Over 80 behavioral health sites affected by $14 billion REIT deal

A real estate investment trust (REIT) that owns more than 80 behavioral health sites could go private in a staggering $14 billion deal.

STOR Capital Corp. (NYSE: STOR) in Scottsdale, Arizona, announced that it has signed a private deal with Singapore-based global institutional investor GIC and alternative asset manager at Chicago Blue All Capital, the real estate arm of Oak Street.

STORE Capital Corp. owns. 3,012 properties in 49 states and 579 customers, as of June 30, according to a second-quarter earnings statement filed with the Securities and Exchange Commission. STORE focuses on operating real estate for the individual tenant.

The company owns 89 behavioral health sites representing about 3.2% of the $908 million base rent and interest, according to Investor’s last presentation.

Five years ago, owned STORE Capital 36 properties Which represents 1.9% of the company’s base rent and interest.

STORE Capital focuses on real estate investments in services such as restaurants, early childhood education and health clubs – 64% of its portfolio; manufacturing – 21% of its portfolio; and service retail such as care agents, farm supply and outsourced supply stores – 15% of its portfolio.

“This opportunity is an endorsement by two leading real estate investors with significant access to capital, for the strength of our platform, our experienced leadership team, and our disciplined investment approach,” said Mary Vidio, President and CEO of Store Capital, in a statement. New release.

The deal is expected to expire in the first quarter of 2023, according to the statement.

While a small portion of the STORE Capital portfolio, REITs like STORE represent compelling potential partners for the behavioral health sector as it grows and continues to mature as an industry. It also shows the amount of private capital available to investors.

“There is a lot of capital and margins looking to buy out such public companies and turn them into private companies,” Andrew Dick, a healthcare attorney and shareholder at the law firm of Holl Rinder in Indianapolis, said in an interview.

Pitchbook Report It is estimated that the global private capital market contains about $3.2 trillion in dry powder, or investment potential assets; $1.24 trillion of that amount was owned by private equity firms as of the end of the second quarter.

Specifically for private equity, a larger share of capital in the second quarter of 2022 was in large funds of more than $1 billion, according to the report.

“The implication of this is that private equity investors will be pursuing big goals of putting this money to work,” the report said. “This is likely to lead them to the public markets in search of attractive candidates to purchase private products, especially since prices have fallen due to a bear market.”

REIT’s interest in blasphemy in behavioral health

REITs are a potential source of new capital and development opportunities for the behavioral health sector. Several REITs with significant investments in the senior and skilled nursing sectors have taken an interest in this sector.

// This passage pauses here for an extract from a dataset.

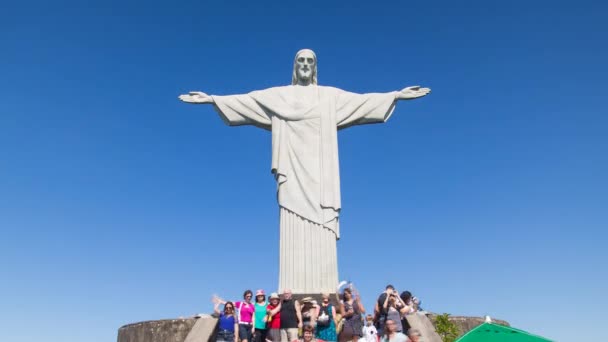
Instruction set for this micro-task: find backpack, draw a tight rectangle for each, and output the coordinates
[317,304,331,327]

The CEO of CareTrust REIT Inc. said: (Nasdaq: CTRE), Dave Sedgwick, during the company’s first-quarter earnings, Behavioral Health presents Possibly the best use of underperforming assets.

Sabra Health Care REIT Inc. (Nasdaq: SBRA) has struck a deal with substance use disorder operator Landmark Recovery. in 2019 American recovery centers In 2021.

Behavioral health is An increasingly attractive place Healthcare and life sciences commercial real estate investment. About 38% of respondents to a survey conducted by CBRE Group Inc. (NYSE: CBRE) of Dallas, said that behavioral health facilities fit their 2022 investment criteria.

“It appears that healthcare facility owners are, in some cases, looking for capital partners to take real estate risk off the table,” Dick said. “So they go to companies like STORE Capital.”